WORCESTER ― The thing about turning points is that they don’t become obvious until somewhere down the road, often far down the road.
So the Railers won’t know if their 4-2 victory over the Adirondack Thunder here Friday night was a turning point in the season or just a stand-alone terrific game. Either way, it was one of Worcester’s best performances of the season, worth two important points versus a divisional opponent.
Those two points were not easy to get.
Adirondack goaltender Jeremy Brodeur, who entered the night with the best goals-against average in the league, was terrific. He stopped 37 of the 40 shots Worcester put on him and many of them were tough ones.
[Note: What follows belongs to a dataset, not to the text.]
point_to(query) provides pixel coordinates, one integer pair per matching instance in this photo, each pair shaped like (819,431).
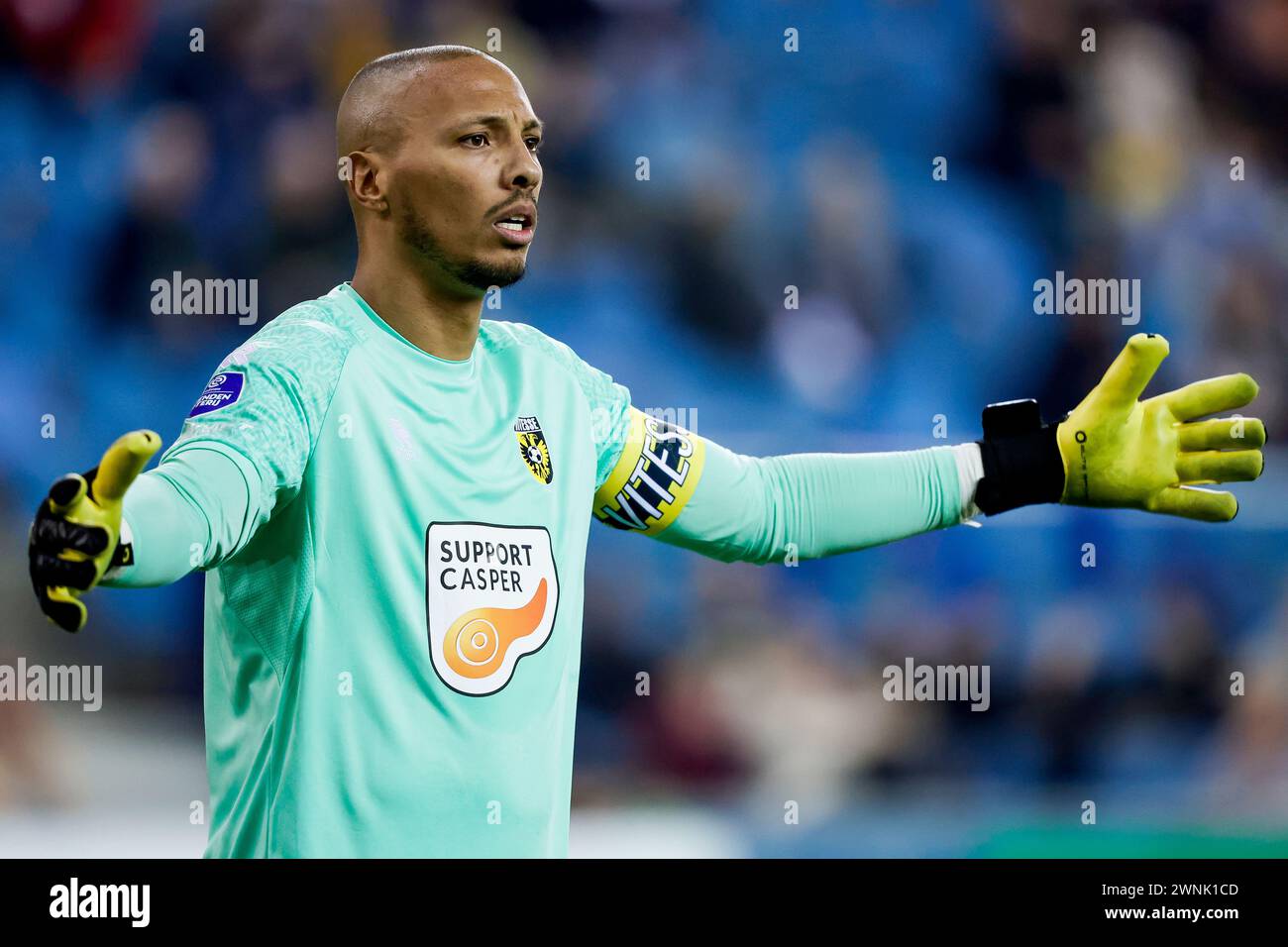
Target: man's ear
(366,180)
Then, after Blade Jenkins broke a 1-1 tie midway through the third period, the Thunder tied it with 2:59 left on a bad-bounce goal off the backboards by Grant Jozefek.
Anthony Repaci put the Railers ahead for good at 19:20, however, and Andrei Bakanov hit an empty net with 15 seconds to go. Riley Piercey had the other Railers’ goal, his first as a professional. Tristan Ashbrook also scored for the Thunder.
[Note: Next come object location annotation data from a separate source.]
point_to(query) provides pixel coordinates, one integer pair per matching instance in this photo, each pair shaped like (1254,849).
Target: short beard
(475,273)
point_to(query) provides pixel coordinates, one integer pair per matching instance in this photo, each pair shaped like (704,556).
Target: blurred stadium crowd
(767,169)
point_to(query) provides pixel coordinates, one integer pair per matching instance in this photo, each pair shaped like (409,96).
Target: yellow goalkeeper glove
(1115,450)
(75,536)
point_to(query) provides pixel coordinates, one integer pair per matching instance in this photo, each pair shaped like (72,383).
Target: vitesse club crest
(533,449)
“I couldn’t be more proud of the guys,” coach Jordan Smotherman said. “The only message going into this game was to stay disciplined no matter what happened.”
The victory snapped a three-game losing streak for the Railers. It also snapped a scoring slump for Repaci, who had not gotten a point of any kind in three games since returning from the injured list and did not score on nine shots in Worcester’s last game
His go-ahead goal was unassisted. Repaci sped down the right wing with Jenkins coming down the left side. He used his teammate as a decoy and drilled a wrist shot just inside the far post.
“When you have that many chances,” Repaci said, “you want to see some of them going in. It can feel a little uneasy, but you just can’t let yourself get frustrated. It’s not beneficial for myself or the team.”
The shots on goal totals reflected the nature of the game. The Railers dominated, and to lose — or even go into overtime — would have inflicted some sort of emotional wound. They did not let that happen, though.
“If we go through the 20 games we’ve played this year I think there’s only one game where we had a letdown, and it was out of reach by then anyway,” Smotherman said. “Other than that one moment this team will never let down. This is something we can build on”
Ashbrook gave the Thunder a 1-0 lead at 9:31 of the first period, then Piercey tied it at 19:11. Keeghan Howdeshell flipped a high pass into the low slot from the right wing and Piercey directed it home from knee-high.
“His game has been starting to show itself more and more,” Smotherman said of the 21-year-old. “He’s gaining confidence.”
It was a 1-1 game more than halfway into the third period. Jenkins made it 2-1 at 10:56 with a post-and-in wrist shot from the left circle. Goalie Henrik Tikkanen picked up his second Railers assist on the play as he spotted Jenkins behind the defense and scaled the puck around the boards to him.
The way Brodeur had been playing, Jenkins had to make a perfect shot. He did, then so did Repaci, and the two goals led to two points.